Blogging keeps me sane.

Frustrated_1 I’m at work today, practically doing nothing, although I have lots of things to do, I can’t bring myself back to working mode. These past few days, I don’t feel motivated at all. Probably because of the repetitive stuff that I do each day plus I’m in the morning shift which is really hard because I’d have to wake up early and go through all the trouble of commuting and of course rush hour.

The only thing that’s keeping me sane these days, is blogging, some friends and our fun conversation and of course Gerald. It feels like I’m not growing and learning from what I do, not to mention the fact that I’m not getting a satifactory pay. Imagine every cut-off, you’d have to dispute the days you were deducted for, because of some negligent people who did not mark your attendance properly when you had your APPROVED vacation leave or sick leave! CRAP! On top of that let’s include the consistent and I guess non-curable "irrate agents" that you’d have to constantly coach and to make things worst, they don’t appreciate your help and would think that what you’re doing is non-sense. Let us not forget the ever frustrating campaign for EOP (English Only Policy). Does anyone religiously follow this anyway?

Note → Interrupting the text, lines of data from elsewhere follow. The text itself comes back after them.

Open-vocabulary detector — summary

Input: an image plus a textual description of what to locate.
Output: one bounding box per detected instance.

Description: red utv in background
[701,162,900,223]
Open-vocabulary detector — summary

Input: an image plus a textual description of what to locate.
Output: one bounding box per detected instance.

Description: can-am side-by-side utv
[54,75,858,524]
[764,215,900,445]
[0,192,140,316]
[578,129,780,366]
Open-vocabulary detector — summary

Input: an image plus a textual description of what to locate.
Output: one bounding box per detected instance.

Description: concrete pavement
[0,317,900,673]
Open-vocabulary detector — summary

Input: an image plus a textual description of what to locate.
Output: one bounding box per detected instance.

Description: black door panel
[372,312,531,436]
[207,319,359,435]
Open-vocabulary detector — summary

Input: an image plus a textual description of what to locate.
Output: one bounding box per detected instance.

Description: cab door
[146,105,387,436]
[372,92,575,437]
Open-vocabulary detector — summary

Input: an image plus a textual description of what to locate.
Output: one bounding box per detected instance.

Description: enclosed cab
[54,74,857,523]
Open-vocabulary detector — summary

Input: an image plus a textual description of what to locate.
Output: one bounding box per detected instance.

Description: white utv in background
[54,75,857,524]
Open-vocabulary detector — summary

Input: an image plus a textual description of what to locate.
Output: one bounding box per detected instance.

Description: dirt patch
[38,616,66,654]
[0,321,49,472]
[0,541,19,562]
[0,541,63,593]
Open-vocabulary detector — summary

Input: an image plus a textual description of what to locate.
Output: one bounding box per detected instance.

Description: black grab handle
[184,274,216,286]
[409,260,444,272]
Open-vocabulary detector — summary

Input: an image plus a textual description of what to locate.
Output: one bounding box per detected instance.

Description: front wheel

These things that would just grab me by the soul and drag me around is keeping me from performing well at work. Don’t get me wrong, I love my job and ever since I got here I realized that training career is my passion. But the processes that we have is not that organized, it’s caging me and my desire to learn and I want to break out.

Forgive me for the ranting. I know I have a very cool job. I know these days it’s hard to find a good job and I don’t have the right to make a mountain out of a molehill. But still I am frustrated, but why distress myself with it?

So… as we speak… I’ll just keep on blogging.